CANNES – Nadav Lapid ha scritto in appena due settimane la sceneggiatura del suo ultimo film Ha’Berech (Ahed’s Knee), in Concorso al Festival di Cannes. Una storia nata nel 2018 dopo la morte della madre, sua editor, mentre stava montando Synonymes, Orso d’Oro alla Berlinale 2019.
Il risultato è un film personale, diretto, libero, rabbioso, doloroso nel quale il regista rivolge un duro attacco contro il suo Paese. Senza mezzi termini, lo definisce “volgare, vuoto, grottesco, stupido”, mettendo in bocca quelle parole al suo protagonista (anche suo alter ego) del film, naturalmente un regista.
Attraverso movimenti isterici e irregolari della macchina da presa, Lapid affronta il lutto, che riguarda la perdita della madre, la perdita della libertà espressiva, la perdita dell’amore verso la sua Patria.Y (Avshalom Pollak) è alle prese con i provini del suo prossimo film sulla storia della giovane studentessa e attivista palestinese, Ahed Tamimi, nata e cresciuta sotto l’occupazione israeliana, alla quale avrebbero dovuto sparare a un ginocchio (da qui il titolo Ahed’s Knee) per farla rimanere ai domiciliari per sempre. Ma questo è un solo un prologo, perché l’azione si sposta poco dopo nel remoto villaggio di Sapir, nel deserto di Arava, dove il regista di Tel Aviv approda per la proiezione di un suo precedente lavoro, presentato a Berlino. Ad attenderlo c’è una giovane funzionaria del Ministero della cultura, Yahalom (Nur Fibak), che deve assicurarsi che il regista stia attento a trattare in un certo modo alcune tematiche nel film, come la famiglia, l’amore, la religione. Ma Y è un autore libero che rifiuta la censura, nonostante le costrizioni e le regole del suo Paese. Quel suo senso di frustrazione esploderà in un monologo finale, un flusso di coscienza pieno zeppo di parole, che si perderanno, però, in quel deserto desolato.
“Il mio è un film profondo e forte dove coesistono un’enorme intimità personale con una resistenza più ampia – racconta il regista – Un pittore diceva: ‘non voglio dipingere una macchina, ma mostrare ciò che provoca quella macchina’. E io faccio lo stesso, seguendo un mio preciso stato mentale e raccontando un universo pieno di strana bellezza, infinito e ambivalente”.
Del rapporto di amore e odio con il suo Paese, dice: “Tutti i registi provano questa sensazione di complessità, che spesso si trasforma in un cliché artistico e politico. Attraverso le parole di Y, mi sono abbandonato a sentimenti radicali verso la mia Patria. La bocca di quell’uomo vulnerabile si trasforma in una specie di mitra dalla quale esce una tempesta di insulti. Il mio eroe cade letteralmente in ginocchio. Le cose possono cambiare attraverso le parole, ma è anche vero che le parole si ripetono ovunque”.
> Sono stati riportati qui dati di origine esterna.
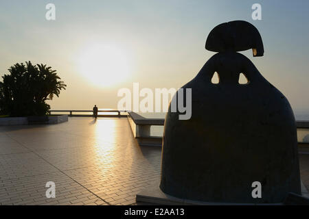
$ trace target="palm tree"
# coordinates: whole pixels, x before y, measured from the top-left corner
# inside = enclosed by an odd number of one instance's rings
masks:
[[[11,66],[0,82],[0,109],[11,116],[46,114],[50,106],[45,101],[59,96],[67,86],[52,67],[25,63]]]

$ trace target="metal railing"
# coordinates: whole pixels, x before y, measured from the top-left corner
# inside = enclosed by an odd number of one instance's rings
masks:
[[[93,110],[49,110],[49,115],[59,115],[59,114],[54,114],[52,112],[65,112],[68,113],[69,116],[76,116],[76,117],[92,117],[93,116]],[[73,113],[80,113],[80,112],[88,112],[91,114],[73,114]],[[100,114],[99,113],[109,113],[105,114]],[[111,114],[111,113],[115,113]],[[98,117],[126,117],[127,115],[122,114],[122,113],[126,113],[125,110],[98,110]]]
[[[128,119],[130,123],[134,137],[140,145],[161,145],[162,137],[152,136],[150,127],[152,125],[164,125],[164,118],[147,118],[136,113],[128,112]],[[309,134],[309,121],[296,121],[297,132],[300,130],[306,130]],[[309,149],[309,142],[299,140],[299,150]],[[307,149],[308,148],[308,149]]]

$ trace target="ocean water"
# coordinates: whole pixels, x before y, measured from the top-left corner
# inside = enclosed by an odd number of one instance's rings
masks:
[[[148,118],[164,118],[165,113],[139,113],[141,116]],[[309,121],[309,114],[295,114],[296,120]],[[163,136],[163,127],[153,125],[150,127],[152,136]],[[309,143],[309,129],[297,129],[297,140],[299,142]]]

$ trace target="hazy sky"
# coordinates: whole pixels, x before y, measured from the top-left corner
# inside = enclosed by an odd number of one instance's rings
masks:
[[[49,3],[56,21],[45,19]],[[262,21],[251,18],[254,3],[262,5]],[[297,113],[309,112],[307,0],[0,0],[0,75],[16,62],[51,66],[67,84],[49,103],[53,110],[115,108],[118,89],[133,82],[179,88],[214,54],[205,49],[211,29],[244,20],[260,31],[265,53],[243,53]],[[100,66],[100,76],[93,75]]]

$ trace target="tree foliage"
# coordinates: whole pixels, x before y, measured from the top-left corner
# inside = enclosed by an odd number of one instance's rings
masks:
[[[59,96],[67,86],[46,65],[17,63],[8,71],[0,81],[0,109],[10,116],[45,115],[50,109],[45,101]]]

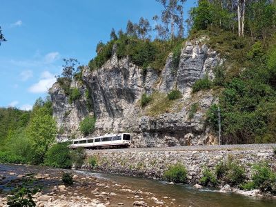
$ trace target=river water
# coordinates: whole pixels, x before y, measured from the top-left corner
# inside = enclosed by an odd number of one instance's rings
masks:
[[[10,172],[14,172],[20,175],[31,170],[36,173],[55,174],[61,169],[54,169],[41,166],[3,165],[0,164],[0,174],[7,175]],[[156,197],[168,197],[170,199],[175,199],[175,204],[181,206],[276,206],[276,199],[262,198],[244,196],[235,193],[221,193],[217,192],[217,189],[204,188],[194,189],[191,185],[175,184],[170,185],[167,182],[158,180],[133,177],[125,175],[112,175],[99,172],[75,171],[79,174],[91,174],[99,179],[108,181],[119,183],[121,185],[132,186],[135,189],[140,189],[143,192],[150,192]],[[7,177],[0,181],[0,193],[5,191],[6,186],[12,181],[12,176]],[[45,184],[49,185],[48,183]],[[1,194],[1,193],[0,193]]]

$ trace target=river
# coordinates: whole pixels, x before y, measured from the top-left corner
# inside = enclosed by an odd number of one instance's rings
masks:
[[[34,172],[35,173],[50,173],[57,175],[61,169],[55,169],[42,166],[19,166],[19,165],[6,165],[0,164],[0,174],[3,175],[6,178],[0,181],[0,195],[3,196],[9,189],[7,188],[9,183],[12,182],[15,179],[15,175],[8,175],[10,172],[16,175],[26,173],[26,172]],[[221,193],[217,192],[214,188],[194,189],[191,185],[188,184],[175,184],[170,185],[166,182],[144,179],[140,177],[133,177],[125,175],[111,175],[101,173],[99,172],[88,172],[81,170],[69,170],[73,173],[83,175],[93,175],[97,177],[98,180],[112,184],[116,182],[121,185],[131,186],[135,189],[139,189],[143,192],[150,192],[155,197],[163,198],[164,200],[168,197],[170,200],[175,199],[173,201],[173,206],[276,206],[276,199],[270,198],[252,197],[244,196],[235,193]],[[13,173],[12,173],[13,174]],[[5,181],[6,180],[6,181]],[[57,184],[45,181],[44,184],[48,188],[51,185]],[[110,184],[111,186],[111,184]],[[121,197],[122,199],[126,197]],[[128,197],[128,199],[129,197]],[[124,200],[122,201],[124,201]],[[133,202],[126,202],[130,204]],[[170,201],[170,203],[172,203]],[[166,203],[170,205],[170,201]],[[166,206],[166,205],[165,205]],[[111,205],[110,206],[115,206]],[[125,205],[125,206],[128,206]]]

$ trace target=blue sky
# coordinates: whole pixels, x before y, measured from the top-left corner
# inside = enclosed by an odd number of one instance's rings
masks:
[[[47,95],[63,58],[86,65],[112,28],[125,30],[128,19],[151,20],[162,10],[155,0],[1,1],[0,26],[8,41],[0,46],[0,107],[24,110]],[[195,1],[186,3],[186,18]]]

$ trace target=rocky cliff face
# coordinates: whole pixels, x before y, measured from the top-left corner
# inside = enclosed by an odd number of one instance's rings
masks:
[[[92,102],[90,115],[97,117],[95,135],[128,132],[132,135],[133,147],[214,144],[216,139],[204,124],[205,112],[215,101],[214,92],[192,94],[191,86],[205,75],[213,79],[213,69],[221,60],[202,41],[184,44],[178,68],[173,68],[169,55],[161,72],[148,68],[146,75],[128,58],[119,60],[115,52],[101,68],[92,72],[85,68],[84,84],[72,83],[82,95],[72,104],[59,84],[54,84],[50,95],[58,126],[66,128],[68,133],[65,135],[81,135],[77,132],[79,122],[90,113],[89,100],[84,95],[87,90]],[[168,92],[175,89],[182,97],[168,100]],[[144,93],[152,95],[152,103],[143,108],[140,100]],[[193,103],[198,109],[191,117]]]

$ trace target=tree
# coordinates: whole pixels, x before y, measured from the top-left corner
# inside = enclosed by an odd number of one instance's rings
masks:
[[[133,23],[130,20],[128,20],[128,23],[126,25],[126,34],[132,37],[137,36],[137,25],[136,23]]]
[[[237,0],[237,21],[239,37],[244,35],[244,16],[246,11],[246,0]]]
[[[118,37],[117,37],[115,30],[114,30],[114,28],[112,28],[112,30],[111,30],[110,39],[111,40],[117,40],[118,39]]]
[[[6,41],[7,40],[5,39],[4,35],[2,34],[2,30],[0,26],[0,46],[1,41]]]
[[[26,135],[31,146],[30,159],[34,164],[43,161],[57,133],[57,123],[47,111],[44,106],[37,108],[26,128]]]
[[[63,58],[64,64],[62,65],[63,70],[61,75],[63,77],[68,78],[69,79],[72,79],[74,72],[76,70],[76,68],[77,68],[77,65],[79,65],[79,62],[77,59],[70,58],[65,59]]]
[[[183,4],[186,0],[156,0],[162,4],[164,10],[162,11],[162,21],[165,24],[170,23],[170,38],[175,38],[175,24],[179,26],[179,36],[184,34]]]
[[[141,17],[138,24],[138,34],[142,39],[145,39],[146,36],[150,31],[151,27],[148,20]]]

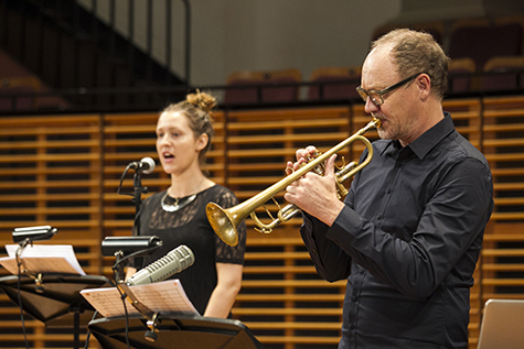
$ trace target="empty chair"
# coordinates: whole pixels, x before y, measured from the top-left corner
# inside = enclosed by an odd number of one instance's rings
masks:
[[[481,78],[482,90],[511,90],[524,87],[524,56],[496,56],[488,61]]]
[[[227,78],[224,105],[296,101],[300,81],[298,69],[236,72]]]
[[[321,67],[311,74],[309,100],[359,99],[355,88],[361,84],[362,67]]]
[[[448,94],[467,92],[473,89],[473,73],[477,65],[469,57],[450,59],[448,63]]]

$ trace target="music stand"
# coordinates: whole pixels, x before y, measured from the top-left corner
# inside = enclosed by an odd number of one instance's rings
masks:
[[[0,288],[20,306],[18,282],[17,275],[0,277]],[[105,276],[47,274],[42,276],[43,292],[39,292],[33,279],[21,275],[20,298],[23,310],[44,323],[46,327],[71,327],[73,324],[74,348],[78,348],[81,320],[86,325],[95,310],[79,292],[88,287],[109,285],[110,281]]]
[[[137,349],[264,349],[252,331],[240,321],[197,315],[160,315],[158,337],[146,338],[150,330],[143,317],[130,317],[128,337]],[[87,325],[103,349],[127,349],[126,318],[98,318]]]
Per interpretare Y, Pollak si è dovuto (in parte) immedesimare nel regista. “È vero, il mio personaggio è biografico. Ma nel costruirlo ho voluto mescolare ingredienti del mondo di Nadav ed elementi che mi appartengono. Non ho voluto imitare nessuno, ma confrontare lui con me stesso”, afferma l’attore israeliano, nonché coreografo e direttore artistico di una compagnia di danza. E di questa sua visione è d’accordo anche il regista: “Ho sentito che ci sono tanti aspetti in Y che appartengono anche a Avshalom”.
“Inizialmente non ho trovato piacevole il mio personaggio – dice Nur Fibak – Lei è cresciuta in quel villaggio, dove c’è ancora la sua famiglia, ma ho sentito in qualche modo la sua lotta contro i suoi stessi desideri”.
Lapid affida anche a Yahalom frasi molti dure riferite a Isreale: “Il ministero dell’arte odia l’arte. E il Governo odia tutta la bellezza umana”. Per dare una sterzata ai toni politici e intimistici del film, Lapid inserisce alcuni momenti musicali molto pop. “Non voglio fare un cinema snob che crei barriere con il pubblico – spiega il regista – E le canzoni che ho inserito (come Be My Baby di Vanessa Paradis, ndr) entrano nella mente e nel corpo delle persone connettendole le une alle altre. Ho pensato a quanti nel mondo si sarebbero mossi. La danza esprime chi siamo”.